My mom stayed with us for a week and it was magical — food (really good food) would appear at the appropriate times, laundry would be washed, folded and put at the end of the bed, David would be rocked for a few hours in the night so we could get some sleep, the apartment would be vacuumed, mopped, wiped down, and dusted, and the trash would get taken out.
We’ve been on our own this week, and I’m proud to say that our apartment is clean and we’re still alive. Mealtimes are still all over the place, but we’re working on it.

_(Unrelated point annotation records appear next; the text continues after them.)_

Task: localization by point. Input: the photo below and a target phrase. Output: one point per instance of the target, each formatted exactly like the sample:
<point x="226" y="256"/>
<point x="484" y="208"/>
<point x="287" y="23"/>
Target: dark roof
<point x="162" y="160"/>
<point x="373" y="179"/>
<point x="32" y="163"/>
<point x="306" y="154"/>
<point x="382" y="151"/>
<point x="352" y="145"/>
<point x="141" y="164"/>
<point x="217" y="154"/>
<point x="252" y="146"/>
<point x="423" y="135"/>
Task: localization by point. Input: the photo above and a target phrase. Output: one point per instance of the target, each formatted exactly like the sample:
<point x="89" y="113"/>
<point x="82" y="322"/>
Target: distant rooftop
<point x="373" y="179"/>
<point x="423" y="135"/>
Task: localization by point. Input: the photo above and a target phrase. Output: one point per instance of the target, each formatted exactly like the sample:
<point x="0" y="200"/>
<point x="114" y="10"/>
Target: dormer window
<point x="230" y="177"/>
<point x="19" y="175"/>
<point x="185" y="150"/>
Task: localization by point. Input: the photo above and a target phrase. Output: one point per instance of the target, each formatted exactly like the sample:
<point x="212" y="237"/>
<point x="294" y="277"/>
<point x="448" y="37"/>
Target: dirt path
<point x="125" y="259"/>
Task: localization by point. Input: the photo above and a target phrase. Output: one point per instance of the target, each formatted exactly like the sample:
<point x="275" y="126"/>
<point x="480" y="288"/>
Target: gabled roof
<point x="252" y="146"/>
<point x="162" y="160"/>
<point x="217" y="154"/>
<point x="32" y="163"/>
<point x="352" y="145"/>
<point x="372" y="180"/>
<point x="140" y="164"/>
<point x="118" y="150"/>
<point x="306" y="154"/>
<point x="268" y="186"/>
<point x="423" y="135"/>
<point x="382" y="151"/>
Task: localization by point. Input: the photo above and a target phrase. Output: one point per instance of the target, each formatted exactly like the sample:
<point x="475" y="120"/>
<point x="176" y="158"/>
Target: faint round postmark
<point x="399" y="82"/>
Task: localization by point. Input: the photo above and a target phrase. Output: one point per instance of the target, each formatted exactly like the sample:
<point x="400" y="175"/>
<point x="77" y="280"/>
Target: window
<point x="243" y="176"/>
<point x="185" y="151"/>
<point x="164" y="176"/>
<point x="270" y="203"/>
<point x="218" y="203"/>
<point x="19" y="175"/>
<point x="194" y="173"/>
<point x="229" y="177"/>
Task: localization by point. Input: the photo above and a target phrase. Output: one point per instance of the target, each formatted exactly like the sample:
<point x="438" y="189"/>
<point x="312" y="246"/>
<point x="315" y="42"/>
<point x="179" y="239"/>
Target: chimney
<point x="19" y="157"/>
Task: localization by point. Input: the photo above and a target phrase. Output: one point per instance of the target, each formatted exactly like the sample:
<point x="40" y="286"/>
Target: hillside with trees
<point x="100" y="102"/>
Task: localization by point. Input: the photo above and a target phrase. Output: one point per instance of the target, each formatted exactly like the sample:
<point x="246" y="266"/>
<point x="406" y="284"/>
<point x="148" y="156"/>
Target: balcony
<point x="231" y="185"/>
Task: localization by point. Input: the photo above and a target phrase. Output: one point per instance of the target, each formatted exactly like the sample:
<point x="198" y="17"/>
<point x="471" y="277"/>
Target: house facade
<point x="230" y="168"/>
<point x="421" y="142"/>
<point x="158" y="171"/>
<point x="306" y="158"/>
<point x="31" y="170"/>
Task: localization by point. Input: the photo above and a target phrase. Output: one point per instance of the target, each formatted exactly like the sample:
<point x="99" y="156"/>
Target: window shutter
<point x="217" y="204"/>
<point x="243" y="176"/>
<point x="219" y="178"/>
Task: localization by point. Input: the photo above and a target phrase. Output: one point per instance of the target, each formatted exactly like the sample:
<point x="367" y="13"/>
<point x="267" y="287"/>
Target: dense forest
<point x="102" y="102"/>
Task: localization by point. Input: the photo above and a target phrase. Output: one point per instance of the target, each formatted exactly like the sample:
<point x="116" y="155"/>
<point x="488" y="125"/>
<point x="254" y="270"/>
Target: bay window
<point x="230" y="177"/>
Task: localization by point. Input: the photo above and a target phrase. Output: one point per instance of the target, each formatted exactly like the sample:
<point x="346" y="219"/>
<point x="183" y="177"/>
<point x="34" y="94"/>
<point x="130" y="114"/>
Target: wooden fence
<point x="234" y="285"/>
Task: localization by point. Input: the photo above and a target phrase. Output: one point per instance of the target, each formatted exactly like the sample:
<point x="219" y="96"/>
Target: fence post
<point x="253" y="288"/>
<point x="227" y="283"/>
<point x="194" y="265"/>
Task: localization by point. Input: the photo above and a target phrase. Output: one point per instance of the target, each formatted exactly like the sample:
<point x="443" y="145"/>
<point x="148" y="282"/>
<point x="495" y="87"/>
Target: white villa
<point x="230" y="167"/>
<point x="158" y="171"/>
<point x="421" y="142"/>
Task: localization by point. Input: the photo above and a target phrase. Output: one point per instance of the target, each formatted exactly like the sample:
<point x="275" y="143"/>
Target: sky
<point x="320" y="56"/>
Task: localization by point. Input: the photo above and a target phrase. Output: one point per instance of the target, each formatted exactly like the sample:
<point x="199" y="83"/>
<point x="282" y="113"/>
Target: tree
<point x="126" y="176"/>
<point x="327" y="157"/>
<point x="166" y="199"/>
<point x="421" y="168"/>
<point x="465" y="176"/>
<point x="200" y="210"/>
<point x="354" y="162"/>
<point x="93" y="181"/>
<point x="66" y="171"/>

I’m also proud to say that by the end of week one, I was back to my pre-pregnancy weight (this is easily managed when you only gained 16 pounds and about half of that was a cute baby). Now, coming to the end of week two, for the most part, I don’t feel like I just had a baby (aside from being really tired all the time). I even made cookies, from scratch, earlier this week.
I think that’s the end for now. We love his snores, toots, faces, and especially his cuddles. He eats like a man (all. the. time.) and sleeps the rest of the time. He’s starting to be awake more often now, so this morning when he was awake and observing the world, I tried to teach him how to blow his nose (to make life a little easier on both of us). He stuck his fist in his mouth instead.
One of my favorite things: he smacks his lips when he finishes eating. Sometimes, he smacks with such gusto that he startles himself. It’s hilarious and cute (okay, we find everything he does cute).